Being able to spontaneously cross the midline also helps children to develop hand dominance which is an important pre-requisite for success once the child begins formal schooling.
Continual practice with one hand in the early years helps children to refine their fine motor skills, hand and finger strength and manual dexterity. Conversely, children who are reluctant to cross the midline and change hands mid task are developing mixed dominance which means that both hands are functioning, but weaker than having one strong hand preference. It also means that when it comes to fine motor tasks such as cutting and pasting – that extra time is used in deciding which hand to use – trying to cut while changing hands mid task is also likely to result in poor execution as right handed scissors do not cut efficiently when transferred to the left hand.
Using the eyes to track from left to right across the page for reading and writing skills is also important for flow and fluency – difficulty with eye tracking across the midline may be evident by a child using excessive head movements rather than following the words with just their eyes. Similarly, with handwriting skills, some children will take up excessive desk space by needing to have their page extended right over to the side of their writing hand rather than being placed in the middle of the desk and crossing the page with the hand.
Signs of children having difficulty crossing the midline.
* If children stop mid action and swaps hands rather than using the dominant hand to cross the midline.
* Uses the left hand for tasks on the left side of the body and right hand for tasks on right side of the body.
* Has difficulty tracking text from one side of the page to the other.
* Has poor pencil skills and avoids these types of activities.
6 Activity ideas to promote crossing the midline
- Household Chores – Sweeping the floors, wiping down benches or tables, washing windows, washing dishes and dusting all involve big movements which cross the midline. Small children can practice with the dust pan and brush, a small dusting cloth and the responsibility to dust low lying furniture, perhaps helping with washing up some plastic items then transferring them from the soapy water onto the drying rack. This is a win win situation – you get help around the house while at the same time helping your children to develop this important skill.
2. Animal Fun Activity #77 Miss Mary Mack Hand Clapping Game – remember these? Not only great for encouraging crossing the midline but also a fantastic social interaction where the child learns patience, cooperation, repeated practice makes perfect, has lots of laughs, develops sequencing skills and activates working memory. Check out YouTube for the actions if you have forgotten how. A great idea to send home for parents: Learn a hand-clapping game with their child and put it up on YouTube to share with family and friends.
3. Animal Fun Activity #80 Bed Bugs
This is a motor control activity which also involves crossing the midline – carefully move the bugs into and out of the beds. Extend the activity by perhaps making your own little beds out of match boxes which you can cover with coloured paper, pull apart some cotton wool (also finger strengthening exercise) to act as the soft bedding that the bugs will hide in. Use tweezers to remove the bugs from the bed and put them into another small container on the opposite side of the dominant hand.
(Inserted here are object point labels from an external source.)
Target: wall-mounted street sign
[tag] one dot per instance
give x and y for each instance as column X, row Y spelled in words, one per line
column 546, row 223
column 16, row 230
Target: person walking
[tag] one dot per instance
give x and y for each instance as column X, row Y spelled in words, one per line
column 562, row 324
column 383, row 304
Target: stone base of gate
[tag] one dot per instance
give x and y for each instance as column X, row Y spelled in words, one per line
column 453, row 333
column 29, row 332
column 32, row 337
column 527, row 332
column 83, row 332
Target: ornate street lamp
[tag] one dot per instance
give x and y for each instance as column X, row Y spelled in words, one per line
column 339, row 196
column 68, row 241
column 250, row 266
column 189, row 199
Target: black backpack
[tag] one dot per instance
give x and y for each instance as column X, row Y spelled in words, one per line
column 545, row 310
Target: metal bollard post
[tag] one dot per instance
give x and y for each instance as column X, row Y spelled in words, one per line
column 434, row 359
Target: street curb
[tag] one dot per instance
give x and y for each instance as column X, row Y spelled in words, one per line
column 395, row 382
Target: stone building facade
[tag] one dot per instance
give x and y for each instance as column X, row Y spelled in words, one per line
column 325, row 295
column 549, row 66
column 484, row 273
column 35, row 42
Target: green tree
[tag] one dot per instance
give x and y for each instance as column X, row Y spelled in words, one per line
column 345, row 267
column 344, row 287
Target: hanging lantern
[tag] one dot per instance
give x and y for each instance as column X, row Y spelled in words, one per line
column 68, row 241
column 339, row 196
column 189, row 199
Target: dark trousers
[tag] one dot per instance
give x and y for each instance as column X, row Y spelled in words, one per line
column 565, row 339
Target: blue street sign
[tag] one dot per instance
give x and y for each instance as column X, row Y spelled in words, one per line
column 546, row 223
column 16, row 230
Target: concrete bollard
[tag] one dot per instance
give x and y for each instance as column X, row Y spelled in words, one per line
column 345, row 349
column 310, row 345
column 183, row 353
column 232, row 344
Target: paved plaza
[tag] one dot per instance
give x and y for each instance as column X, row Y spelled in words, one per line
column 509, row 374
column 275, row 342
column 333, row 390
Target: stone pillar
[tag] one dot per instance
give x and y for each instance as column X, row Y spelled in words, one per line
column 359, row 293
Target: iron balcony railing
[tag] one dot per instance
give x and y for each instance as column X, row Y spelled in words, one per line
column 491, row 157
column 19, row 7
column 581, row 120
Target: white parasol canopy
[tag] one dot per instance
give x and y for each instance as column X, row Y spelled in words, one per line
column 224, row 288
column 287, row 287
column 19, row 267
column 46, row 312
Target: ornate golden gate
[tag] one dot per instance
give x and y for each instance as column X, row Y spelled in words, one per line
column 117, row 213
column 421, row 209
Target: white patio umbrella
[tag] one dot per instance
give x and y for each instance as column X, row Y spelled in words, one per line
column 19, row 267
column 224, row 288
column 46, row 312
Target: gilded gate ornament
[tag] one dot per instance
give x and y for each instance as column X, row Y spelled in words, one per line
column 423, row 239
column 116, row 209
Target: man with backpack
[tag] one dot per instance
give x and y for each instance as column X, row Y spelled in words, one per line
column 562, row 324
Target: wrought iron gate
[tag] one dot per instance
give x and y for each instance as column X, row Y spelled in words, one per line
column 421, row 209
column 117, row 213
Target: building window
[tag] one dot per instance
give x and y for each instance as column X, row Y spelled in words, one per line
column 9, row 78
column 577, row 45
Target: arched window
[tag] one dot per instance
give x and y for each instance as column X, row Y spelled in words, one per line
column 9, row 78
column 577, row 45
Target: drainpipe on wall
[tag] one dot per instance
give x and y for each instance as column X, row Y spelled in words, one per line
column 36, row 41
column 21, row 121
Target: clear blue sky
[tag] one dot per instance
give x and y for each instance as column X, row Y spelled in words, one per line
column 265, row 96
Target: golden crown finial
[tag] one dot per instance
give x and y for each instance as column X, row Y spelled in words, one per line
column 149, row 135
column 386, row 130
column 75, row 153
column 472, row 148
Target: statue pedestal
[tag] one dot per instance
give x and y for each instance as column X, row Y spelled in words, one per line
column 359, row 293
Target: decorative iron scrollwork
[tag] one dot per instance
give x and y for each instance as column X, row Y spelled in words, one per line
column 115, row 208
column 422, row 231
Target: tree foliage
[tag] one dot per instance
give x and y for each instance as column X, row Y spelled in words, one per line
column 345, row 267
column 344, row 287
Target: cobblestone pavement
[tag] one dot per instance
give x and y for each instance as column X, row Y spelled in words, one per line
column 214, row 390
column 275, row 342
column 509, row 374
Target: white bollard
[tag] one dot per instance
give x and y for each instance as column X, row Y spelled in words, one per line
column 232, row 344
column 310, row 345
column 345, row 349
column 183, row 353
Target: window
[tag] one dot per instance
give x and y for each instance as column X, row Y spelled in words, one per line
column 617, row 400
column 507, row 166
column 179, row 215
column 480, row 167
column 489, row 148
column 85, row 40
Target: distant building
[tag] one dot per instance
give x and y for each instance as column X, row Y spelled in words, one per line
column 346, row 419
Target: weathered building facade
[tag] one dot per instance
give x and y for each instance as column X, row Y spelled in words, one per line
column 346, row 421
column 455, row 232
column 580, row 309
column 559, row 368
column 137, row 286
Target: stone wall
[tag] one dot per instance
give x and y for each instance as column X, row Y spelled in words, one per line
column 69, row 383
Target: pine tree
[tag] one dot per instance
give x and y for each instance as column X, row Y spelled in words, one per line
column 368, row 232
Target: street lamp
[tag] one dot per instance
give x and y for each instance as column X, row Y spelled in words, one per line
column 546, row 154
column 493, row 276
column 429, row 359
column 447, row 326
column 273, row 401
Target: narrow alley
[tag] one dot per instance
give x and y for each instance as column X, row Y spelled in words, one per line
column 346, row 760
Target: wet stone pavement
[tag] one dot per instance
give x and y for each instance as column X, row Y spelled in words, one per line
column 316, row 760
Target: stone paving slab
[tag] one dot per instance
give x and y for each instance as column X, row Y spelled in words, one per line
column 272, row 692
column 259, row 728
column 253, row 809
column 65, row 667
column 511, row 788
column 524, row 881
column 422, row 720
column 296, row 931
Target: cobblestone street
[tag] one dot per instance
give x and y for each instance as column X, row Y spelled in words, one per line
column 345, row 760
4. Shaving Cream Finger Painting – spread some shaving cream on a table and encourage the child to draw big circles and lines from one side of the table to the other, or you can draw an infinity symbol (figure 8 laying on its side) and children could trace the pattern with their dominant hand – all of which involves crossing the midline and is a fun sensory experience to boot! (Just be careful they don’t put messy fingers near their eyes as the shaving cream may sting).
5. Washing Toys – as we are all being encouraged to practice extra hygiene – why not get the children helping out? Toys can be washed in baby baths or large plastic containers, squirting in some detergent from a bottle with two hands, giving the toys a good scrub then transferring the clean toys to another container ready for drying.
6. Get your dancing shoes on and punch out some moves – check out Tik Tok for inspiration. Children can be encouraged to choreograph a dance sequence to their favourite tune and perform a little concert for the family.